Google löscht ab 1. Juni Tausende Nutzer-Konten

GMail, Drive, YouTube und Co. – wer bei diesen Diensten ein Konto hat und schon länger nicht mehr aktiv war, sollte jetzt handeln. Google räumt auf.

Google wird ab dem 1. Juni 2021 seine Nutzungsbedingungen ändern. Angekündigt wurde dies bereits Ende 2020. Doch was genau wird sich zu diesem Zeitpunkt hin alles ändern? Eine kleine Übersicht. Mit der neuen Regelung werden in einem ersten Schritt inaktive Konten bei Google-Diensten gelöscht.

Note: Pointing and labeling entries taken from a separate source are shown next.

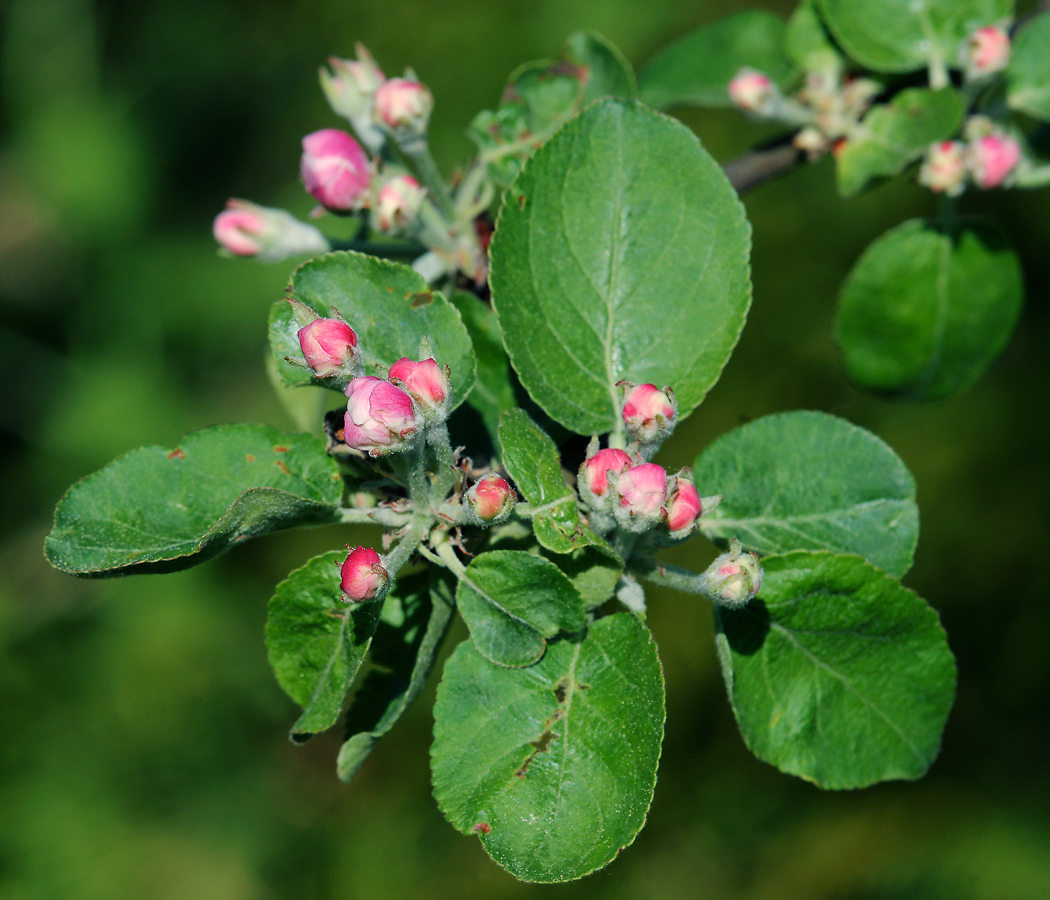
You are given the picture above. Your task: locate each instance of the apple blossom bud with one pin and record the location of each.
(335, 169)
(490, 499)
(363, 576)
(397, 204)
(328, 344)
(753, 91)
(684, 507)
(379, 416)
(402, 104)
(251, 230)
(733, 579)
(991, 159)
(642, 490)
(426, 382)
(944, 168)
(649, 413)
(986, 51)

Dazu zählen Dienste wie YouTube, GMail, Drive und Co. Die Änderung trifft Nutzerinnen und Nutzer, die sich schon zwei Jahre oder länger nicht mehr eingeloggt haben. Allerdings werden betroffene Personen vorab per Mail benachrichtigt. Meldet man sich dann rechtzeitig wieder an, bleiben die Konten erhalten. Sonst werden sie gelöscht.

Weniger Speicherplatz

Ab dem 1. Juni ändern sich auch die Speicherlimits für Fotos, Videos und andere Dateien bei Google. Die Zeiten, wo der Speicherplatz noch unlimitiert war, sind vorbei. Neu gilt ein Limit von 15 GB pro Account. Angerechnet werden unter anderem Mails in GMail, einschließlich der Ordner Spam und Papierkorb. Die Dateien im Drive, inklusive PDFs, Bilder und Videos.

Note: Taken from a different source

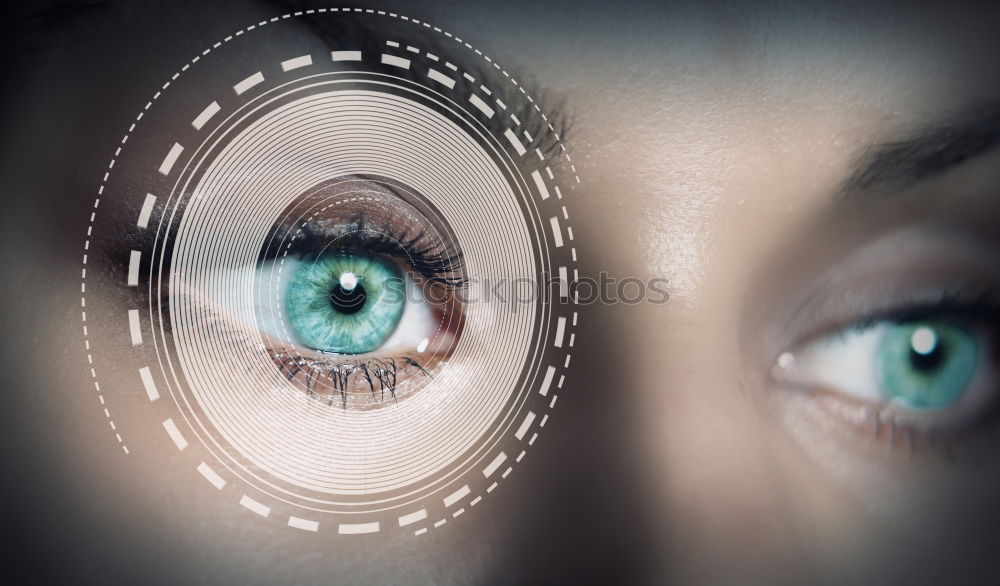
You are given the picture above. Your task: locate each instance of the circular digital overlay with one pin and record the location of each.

Bei Google Fotos zählen Bilder in normaler Qualität, die vor dem 1. Juni hochgeladen wurden nicht zu dem 15-GB-Kontingent dazu. Alle, die nach dem Datum hochgeladen werden, jedoch schon. Nutzerinnen und Nutzer die den Speicherplatz überschreiten, können nichts mehr hochladen oder möglicherweise keine E-Mails mehr verschicken. Was genau bei welchem Dienst an den Speicherplatz angerechnet wird, erklärt Google auf seiner Website.

100 GB für 20 Dollar

Sollte man das Limit bald erreichen, wird man von Google vorab per Mail informiert. Dann muss man entweder Speicherplatz freigeben, indem man Dateien, Fotos oder Videos löscht, oder man hat die Möglichkeit zusätzlich mehr Speicherplatz zu kaufen. 100 GB gibt es für rund 20 Dollar pro Jahr. 200 GB kosten 30 Dollar pro Jahr. Zwei Terabyte Speicherplatz verkauft Google für 100 Dollar pro Jahr.

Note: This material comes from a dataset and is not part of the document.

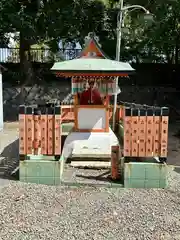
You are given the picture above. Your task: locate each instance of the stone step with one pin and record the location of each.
(90, 164)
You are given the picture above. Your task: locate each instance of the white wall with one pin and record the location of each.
(91, 118)
(1, 102)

Änderungen gibt es zudem auch bei der Videoplattform YouTube. So darf Google ab dem 1. Juni dort bei allen hochgeladenen Videos Werbung schalten und nicht nur bei denjenigen, die am Partner-Programm teilnehmen. Die Uploader dieser Videos würden dann jedoch keinen Anteil an den Werbeeinnahmen erhalten. Zudem gibt es neu ein explizites Verbot, Daten per Gesichtserkennung via YouTube zu sammeln.